As much as I love a juicy murder mystery and believe Agatha Christie was a genius of her time, I'm also the first to admit that her books can be dull at times. There are endless scenes involving sleuths questioning suspects, with very little else happening for chapters, not to mention the incessant need to beat a dead horse by sharing every minor detail of the crime ad nauseum after the culprit is revealed. Her work can stand some updating, and Ludwig admirably keeps the action chugging along, with snappy dialogue, swift pacing and a more manageable cast of characters.
The story is set in motion when Inspector Hercule Poirot (played by Scott Hernandez), the prissy, mustachioed French detective, hops aboard the Orient Express traveling from Istanbul to Calais. On board, he meets a motley set of travelers; the conductor, Michel (Scott Sarni); and Monsieur Bouc (Jeff Chamberlin), the director of the railway—11 passengers total.
The travelers, for the most part, are pure stereotypes. There's Princess Dragomiroff (Evonne Kezios), the Russian princess traveling with her missionary assistant, Greta Ohlsson (Libby Bakke). There's Helen Hubbard (Moira Bengochea), the annoyingly talkative American woman with a string of former husbands.
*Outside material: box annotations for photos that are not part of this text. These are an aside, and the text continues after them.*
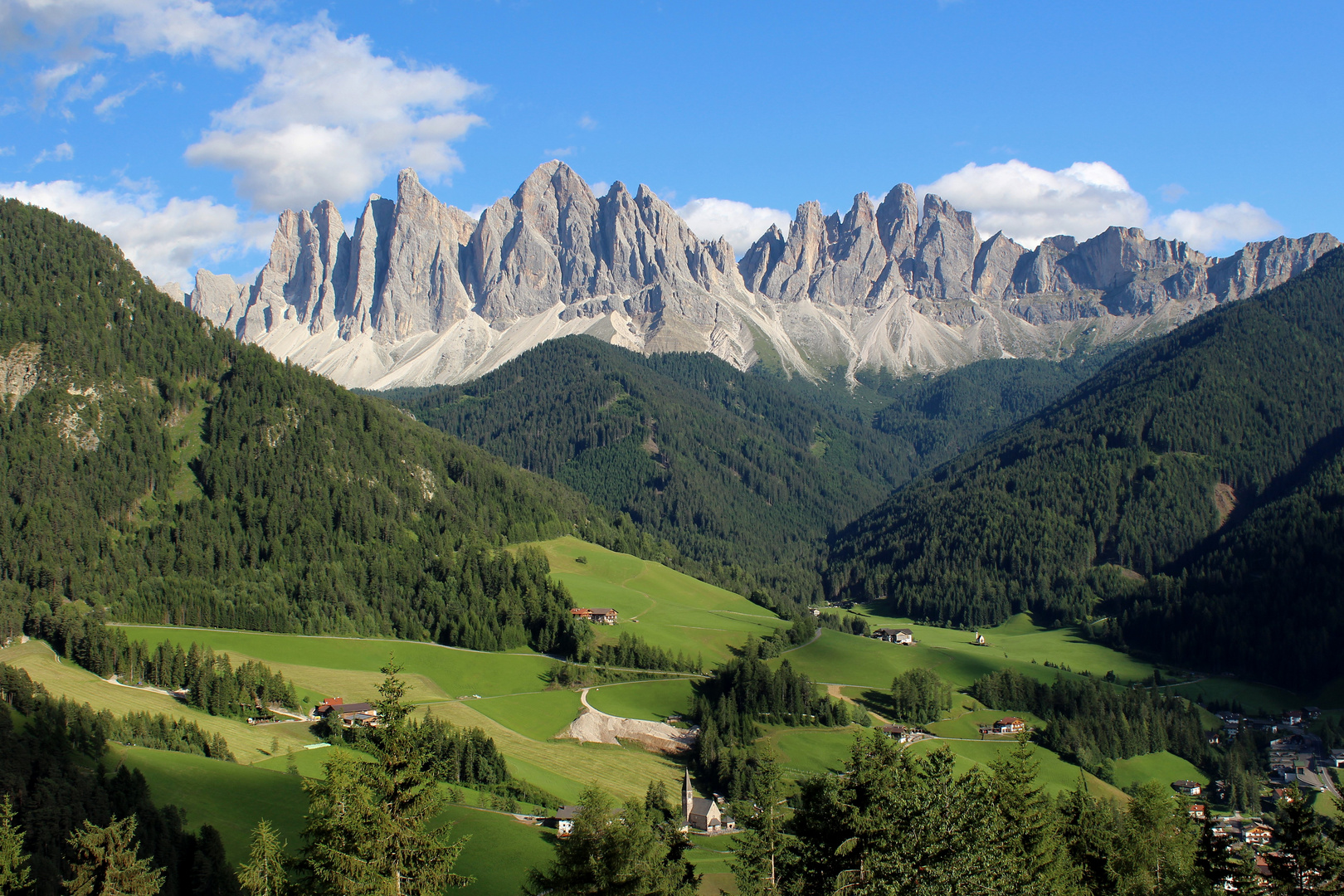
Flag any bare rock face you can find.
[187,274,247,329]
[196,161,1340,388]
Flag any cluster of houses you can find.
[980,716,1027,736]
[312,697,377,728]
[544,771,738,837]
[1215,707,1321,738]
[570,607,621,626]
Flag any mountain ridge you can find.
[186,161,1339,390]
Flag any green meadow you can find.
[1116,751,1208,788]
[538,538,787,666]
[589,679,691,722]
[0,640,317,763]
[115,747,553,894]
[113,626,553,701]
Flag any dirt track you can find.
[555,688,696,755]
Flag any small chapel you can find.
[681,770,738,835]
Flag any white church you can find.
[681,770,738,835]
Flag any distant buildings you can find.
[570,607,621,626]
[681,770,738,835]
[313,697,377,728]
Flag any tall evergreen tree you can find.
[525,787,696,896]
[989,732,1078,896]
[0,796,32,896]
[728,755,791,896]
[238,818,289,896]
[66,816,163,896]
[304,660,472,896]
[1268,785,1344,896]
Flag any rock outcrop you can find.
[187,161,1339,388]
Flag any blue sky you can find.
[0,0,1344,286]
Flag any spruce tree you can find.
[0,796,32,896]
[65,816,163,896]
[525,787,696,896]
[304,661,472,896]
[728,757,791,896]
[238,818,289,896]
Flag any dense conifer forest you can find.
[386,336,1099,601]
[826,250,1344,685]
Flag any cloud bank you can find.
[676,197,791,256]
[915,158,1282,252]
[0,0,481,212]
[0,180,274,285]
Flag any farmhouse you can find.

There's the mysterious and beautiful Miss Debenham (Madeline Bennett), a former nanny, and her secret lover, the Scottish Colonel Arbuthnot (Caulder Temple); the Hungarian Countess Andrenyi (Deanna Podstawa), who also mysteriously has medical training; and a crude American mobster, Samuel Ratchett (Bryce Keil), traveling with his stuttering idiot of a secretary, Hector (Brian Ault).
The ride gets bumpy when a snowstorm strands the train on the tracks, a passenger winds up dead, and Poirot steps up to solve the mystery of how a murder could take place when all the other passengers' whereabouts seem to have been accounted for.
Some of Ludwig's choices, though made in the interest of moving things along, result in head-scratchers. How, for example, does he excuse letting one of the suspects work with Poirot to solve the case? And there were some issues with accents and pacing, though these surely have improved since the pre-opening sneak preview I caught. None of this dampens the fun. Hernandez's Poirot, it should be noted, is perfection.
The hilarious one-liners almost outdo the gorgeous set, outfitted as two train cars complete with bunks, doors and steam spewing. Marvelous lighting design creates the illusion of a snowstorm. The combined effect is … ahem … transporting.